Home News Over 100 trained to roll out filaria impact survey
The scheduled implementation of the 2023 Ivermectin, Diethylcarbamazine and Albendazole (IDA) Impact Survey (IIS) to confirm Guyana’s Lymphatic Filariasis (LF) infection status will be conducted by over 100 trained field agents.
The Pan American Health Organisation/World Health Organisation (PAHO/WHO), Centers for Disease Control and Prevention (CDC), and Task Force for Global Health (TFGH), in collaboration with the Ministry of Health (MOH), conducted a week-long in-person training in preparation for the survey.
The survey is to confirm that the Lymphatic Filariasis (LF) infection status has been reduced to a level where it can be considered as no longer a public health issue in Guyana and subsequently continue with other key activities towards certification of its elimination in the country.
Some 130 participants were selected and trained on the concepts, methods, and tools to implement IIS in Guyana, which will roll out in February and April. The team also implemented a two-day pilot in a selected location in Central Georgetown to conduct validation of the sampling procedures and survey questions, laboratory testing, data entry, estimation of the duration of the data collection, and to understand, detect, and prevent imminent challenges that could arise during the fieldwork.

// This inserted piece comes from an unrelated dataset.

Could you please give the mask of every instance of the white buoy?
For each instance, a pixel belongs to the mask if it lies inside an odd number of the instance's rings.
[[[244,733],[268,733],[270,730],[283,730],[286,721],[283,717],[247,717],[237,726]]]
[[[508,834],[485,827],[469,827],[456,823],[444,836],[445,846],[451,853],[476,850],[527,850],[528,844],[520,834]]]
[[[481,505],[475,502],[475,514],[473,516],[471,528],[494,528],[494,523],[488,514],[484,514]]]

PAHO shared that Guyana is one of four countries in the Region of the Americas where LF caused by Wuchereria bancrofti is still endemic. In 2018, based on the evidence of the effectiveness and safety of the IDA regimen, the Ministry of Health, Guyana, decided to use the triple medication in the eight endemic areas (implementation units, IUs).
“The upcoming IIS is the first in a series of surveys to assess LF transmission in the country. Guyana’s trailblazing efforts on LF elimination are part of its commitment to champion integrated disease elimination stated in its National Action Plan for Neglected Infectious Diseases 2022 – 2027,” PAHO stated.
Persons eligible to participate are adults aged 20 and over, and persons who have agreed to participate. They can assist by volunteering to be part of the survey, signing a consent letter and giving a finger prick sample to assess their current filaria status.
If a person decides to participate, they will be asked questions such as age, nationality and filaria mass drug administration participation after giving their consent. Thereafter, a prick will be given on the lesser used hand and a small amount of blood will be taken. This result will be ready within three days.
Individuals diagnosed with filaria will be given free treatment to get rid of the infection. Treatment will include Albendaole, DEC, and Ivermectin – tablets which kill young worms and sterilise adult worms. Results of the test will only be known to the individual and the principal investigator of the study. Samples will be processed using barcodes and stored in an encrypted electronic file.